Personal information
- Full name: Ian Leslie Scrimshaw
- Date of birth: 24 December 1954 (age 70)
- Original team(s): Blackburn
- Height: 185 cm (6 ft 1 in)
- Weight: 86 kg (190 lb)

Playing career^{1}
- Years: Club / Games (Goals)
- 1974–1975: Hawthorn / 19 (20)
- 1976–1981: Richmond / 40 (26)
- Total:  / 59 (46)
- ^{1} Playing statistics correct to the end of 1981.

= Ian Scrimshaw =

Australian rules footballer

Ian Leslie Scrimshaw (born 24 December 1954) is a former Australian rules footballer who played with Hawthorn and Richmond in the Victorian Football League (VFL).

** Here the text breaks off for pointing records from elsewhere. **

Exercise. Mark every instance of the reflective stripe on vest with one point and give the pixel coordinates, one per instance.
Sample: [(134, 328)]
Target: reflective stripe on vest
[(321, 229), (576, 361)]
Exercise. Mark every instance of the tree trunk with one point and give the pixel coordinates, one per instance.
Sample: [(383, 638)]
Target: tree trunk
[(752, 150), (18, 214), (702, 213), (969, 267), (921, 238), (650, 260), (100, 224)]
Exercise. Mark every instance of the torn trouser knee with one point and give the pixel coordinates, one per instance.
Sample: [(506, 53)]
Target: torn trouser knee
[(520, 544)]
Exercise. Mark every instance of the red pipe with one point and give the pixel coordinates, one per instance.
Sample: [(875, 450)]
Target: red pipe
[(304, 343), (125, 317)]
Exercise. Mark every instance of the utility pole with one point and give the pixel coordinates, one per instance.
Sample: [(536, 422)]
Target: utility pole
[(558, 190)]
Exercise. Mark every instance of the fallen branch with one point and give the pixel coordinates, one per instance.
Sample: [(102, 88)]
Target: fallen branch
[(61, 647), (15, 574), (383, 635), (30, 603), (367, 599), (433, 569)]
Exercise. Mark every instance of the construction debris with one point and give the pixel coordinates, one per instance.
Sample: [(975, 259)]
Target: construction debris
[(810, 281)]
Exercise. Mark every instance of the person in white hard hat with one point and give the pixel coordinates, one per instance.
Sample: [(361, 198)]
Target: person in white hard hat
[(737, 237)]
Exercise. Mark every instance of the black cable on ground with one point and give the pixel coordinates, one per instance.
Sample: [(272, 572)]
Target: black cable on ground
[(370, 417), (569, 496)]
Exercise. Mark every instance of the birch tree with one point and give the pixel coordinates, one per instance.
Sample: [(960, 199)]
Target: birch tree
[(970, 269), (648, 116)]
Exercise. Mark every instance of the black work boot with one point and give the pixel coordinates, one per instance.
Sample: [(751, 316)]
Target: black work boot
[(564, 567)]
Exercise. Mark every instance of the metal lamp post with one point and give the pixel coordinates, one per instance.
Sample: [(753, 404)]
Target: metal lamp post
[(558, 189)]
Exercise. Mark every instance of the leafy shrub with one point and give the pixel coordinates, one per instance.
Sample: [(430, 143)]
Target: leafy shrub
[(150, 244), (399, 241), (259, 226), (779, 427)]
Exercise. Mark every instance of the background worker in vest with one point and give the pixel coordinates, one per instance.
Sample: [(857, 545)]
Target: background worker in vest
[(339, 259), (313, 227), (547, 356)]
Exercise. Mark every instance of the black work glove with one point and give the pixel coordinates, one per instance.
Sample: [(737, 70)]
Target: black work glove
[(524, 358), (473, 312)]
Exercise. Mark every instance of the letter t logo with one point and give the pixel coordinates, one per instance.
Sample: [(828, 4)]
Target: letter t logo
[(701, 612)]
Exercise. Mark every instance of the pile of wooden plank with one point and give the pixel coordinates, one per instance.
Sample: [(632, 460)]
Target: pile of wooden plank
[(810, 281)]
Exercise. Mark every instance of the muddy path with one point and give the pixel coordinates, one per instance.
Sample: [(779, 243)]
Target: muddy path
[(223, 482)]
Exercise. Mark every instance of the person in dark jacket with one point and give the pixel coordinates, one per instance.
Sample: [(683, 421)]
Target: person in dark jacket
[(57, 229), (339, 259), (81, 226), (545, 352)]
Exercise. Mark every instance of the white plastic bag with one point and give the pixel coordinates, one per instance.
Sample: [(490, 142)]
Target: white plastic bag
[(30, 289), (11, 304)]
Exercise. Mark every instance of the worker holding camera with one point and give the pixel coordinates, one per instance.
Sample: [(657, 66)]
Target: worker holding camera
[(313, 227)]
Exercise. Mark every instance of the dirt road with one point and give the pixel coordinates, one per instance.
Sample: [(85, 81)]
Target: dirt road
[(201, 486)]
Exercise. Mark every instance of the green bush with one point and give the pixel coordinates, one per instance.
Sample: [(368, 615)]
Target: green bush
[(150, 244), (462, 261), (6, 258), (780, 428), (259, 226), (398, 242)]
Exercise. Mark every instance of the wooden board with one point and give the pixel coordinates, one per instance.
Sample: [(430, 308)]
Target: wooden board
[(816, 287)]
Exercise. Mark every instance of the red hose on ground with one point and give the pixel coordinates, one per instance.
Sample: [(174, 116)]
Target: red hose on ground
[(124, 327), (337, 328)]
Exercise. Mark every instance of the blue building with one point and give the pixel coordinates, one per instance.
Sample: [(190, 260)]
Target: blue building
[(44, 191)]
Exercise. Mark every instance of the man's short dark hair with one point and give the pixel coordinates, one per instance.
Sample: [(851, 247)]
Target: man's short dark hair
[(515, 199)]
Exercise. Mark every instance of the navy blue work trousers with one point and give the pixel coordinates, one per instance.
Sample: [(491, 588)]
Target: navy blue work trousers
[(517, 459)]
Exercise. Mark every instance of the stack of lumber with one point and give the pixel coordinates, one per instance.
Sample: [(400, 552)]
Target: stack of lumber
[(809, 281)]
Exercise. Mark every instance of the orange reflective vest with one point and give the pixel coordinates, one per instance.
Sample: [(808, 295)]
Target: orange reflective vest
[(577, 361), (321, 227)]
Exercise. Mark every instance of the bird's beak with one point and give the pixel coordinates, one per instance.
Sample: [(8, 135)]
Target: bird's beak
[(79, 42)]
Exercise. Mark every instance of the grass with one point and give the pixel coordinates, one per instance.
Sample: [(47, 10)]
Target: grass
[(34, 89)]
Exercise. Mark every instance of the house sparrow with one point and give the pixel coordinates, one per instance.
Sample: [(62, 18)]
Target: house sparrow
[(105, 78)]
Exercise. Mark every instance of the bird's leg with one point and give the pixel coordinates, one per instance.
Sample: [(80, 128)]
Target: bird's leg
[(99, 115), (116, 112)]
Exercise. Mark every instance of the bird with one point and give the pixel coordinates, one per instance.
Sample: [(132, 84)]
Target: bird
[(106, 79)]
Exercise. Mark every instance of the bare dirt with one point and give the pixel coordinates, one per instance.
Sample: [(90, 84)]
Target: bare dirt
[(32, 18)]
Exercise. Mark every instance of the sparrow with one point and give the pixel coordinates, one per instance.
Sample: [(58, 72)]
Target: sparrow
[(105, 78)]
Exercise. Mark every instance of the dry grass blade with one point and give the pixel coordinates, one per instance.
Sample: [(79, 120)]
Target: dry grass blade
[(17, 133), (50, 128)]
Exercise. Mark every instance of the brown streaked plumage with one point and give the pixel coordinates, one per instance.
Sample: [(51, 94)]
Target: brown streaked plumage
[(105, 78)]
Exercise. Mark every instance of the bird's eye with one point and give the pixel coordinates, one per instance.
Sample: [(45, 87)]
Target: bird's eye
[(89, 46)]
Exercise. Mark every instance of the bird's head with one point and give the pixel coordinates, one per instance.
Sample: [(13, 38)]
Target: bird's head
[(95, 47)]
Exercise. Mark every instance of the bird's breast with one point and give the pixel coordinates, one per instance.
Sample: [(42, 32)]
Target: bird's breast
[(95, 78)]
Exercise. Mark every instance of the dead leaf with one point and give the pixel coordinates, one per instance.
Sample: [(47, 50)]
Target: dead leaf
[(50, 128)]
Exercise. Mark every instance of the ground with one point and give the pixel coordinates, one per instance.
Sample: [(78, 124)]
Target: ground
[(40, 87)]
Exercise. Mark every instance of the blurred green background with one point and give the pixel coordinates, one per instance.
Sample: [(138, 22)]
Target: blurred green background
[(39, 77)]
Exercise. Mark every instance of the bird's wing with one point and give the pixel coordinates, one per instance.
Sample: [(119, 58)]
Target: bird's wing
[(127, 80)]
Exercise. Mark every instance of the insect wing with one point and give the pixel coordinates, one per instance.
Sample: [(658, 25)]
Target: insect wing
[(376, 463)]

Scrimshaw, a utility, was originally from Blackburn and played for the Hawthorn Under 19s before breaking into the senior team. He appeared in the opening four rounds of the 1974 VFL season, then played 15 games and kicked 17 goals for Hawthorn in 1975. Richmond secured Scrimshaw midway through the 1976 season and he played seven of a possible eight games to close out the year. This included a win over Essendon in which he had 24 kicks, starting as a half forward, but was let down by his conversion in front of goal, with one goal and five behinds. He remained with Richmond for five more seasons and suffered disappointment in 1980 when, despite playing in the club's qualifying final and semi final wins, was omitted from the team on grand final day, for Daryl Freame. In 1981 he won the reserves best and fairest award then in 1982 moved to Western Australia, where he played 5 games for East Perth.

Ian is the uncle of Gold Coast and Hawthorn player Jack Scrimshaw.